On the interface statistics gathered by Orion, are the Error and Discards counters reflecting the current status of the link?
If this is the case, you could setup an alert that notify you whenever either the error or discard counters reach a predefined threshold.
You can review the error and discard statistics by creating a report in Report Writer.
Start > All Programs > SolarWinds Orion > Alerting, Reporting and Mapping > Report Writer.
What type of circuits are these? Is the problem that the circuit is too highly utilized and it starts dropping packets? If so, I would create an alert to let you know when a circuit has reached something like 75% utilization. If not, and you are dropping large packets even during times of low utilization, you have another problem on your hands.
There are other ways to go about this besides using just Orion. Many of today's vendors implement IP SLA features, which can be used to test for this sort of thing from the routers themselves. You can use this in conjunction with Orion (or the equipment's built-in "event manager" application) to notify you of high usage, packet loss, etc.
Also, you should think about implementing QoS for your links if there is critical data that needs to get through. If your office LAN shares the WAN link with important applications that remote users need to access, it would make sense to prioritize the important stuff and de-prioritize your office LAN traffic. Jason in accounting really doesn't need to watch the entirety of yesterday's woman's Wimbledon match in HD on two different computers, you know?
Yann, I doubled checked our Errors/Discards graph for the circuit we had problems recently and it doesn't look like Orion seen anything - I'll explain further.
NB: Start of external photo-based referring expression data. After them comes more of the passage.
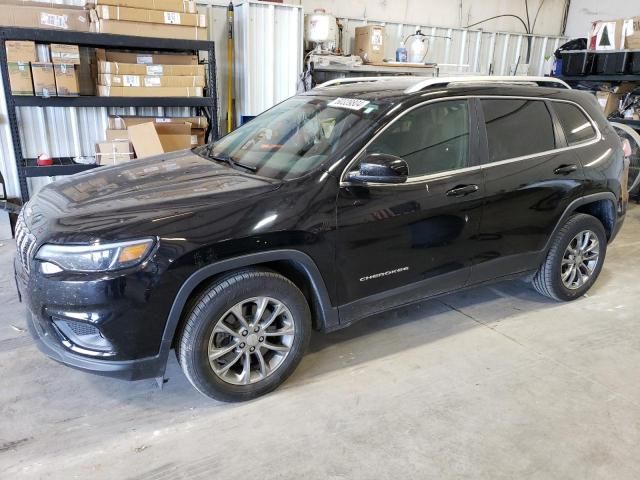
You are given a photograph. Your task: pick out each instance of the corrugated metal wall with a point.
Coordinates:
(462, 51)
(74, 131)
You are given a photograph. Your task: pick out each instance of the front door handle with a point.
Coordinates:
(565, 169)
(462, 190)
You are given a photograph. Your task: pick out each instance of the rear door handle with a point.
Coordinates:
(565, 169)
(462, 190)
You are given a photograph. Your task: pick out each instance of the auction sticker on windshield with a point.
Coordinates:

bleearg13, the circuits we're having troubles with are managed DSL circuits. The carrier's equipment onsite is the router and all we have onsite for managed equipment is a Cisco switch, specifically monitoring the port between the carrier equipment and our switch. The problem we have with catching errors, etc is that the problems are happening on the carrier's equipment and not on ours - the interface between our equipment and the carrier's is clean. The circuits are not being maxed out, etc during these problems, as we do have those problems from time to time and even regular polling starts to hiccup so it's easier to anticipate what might be happening in those cases.
I was hoping maybe there was a way to adjust polling to "catch" this problem, as pinging with 1500 byte packets reveals the problem, but otherwise it's hard to tell the problem is happening. This may not be as realistic as I first hoped, but I'm always open to suggestions.
The comment about IP SLA with the carrier does bring up a good point though - if Orion doesn't have a realistic way to monitor this, we may be able to get the carrier to closer monitor this problem by requesting it or worst case paying a little more (just thinking out loud here).
Thanks for everyone's feedback so far.
That's definitely a sticky situation to be in. If the problem always shows up when pinging with 1500-byte sized packets, and the loss is not 100%, at least you're likely not dealing with an MTU issue. If you are seeing 100% loss on 1500-bytes, then you might be dealing with an MTU issue within your carrier's network.
If the carrier won't let you manage the DSL routers at your locations, then it's their responsibility to find the cause of the packet loss. I would provide to them as much information as you can:
- Ping your LAN gateway with 1500-byte sized packets.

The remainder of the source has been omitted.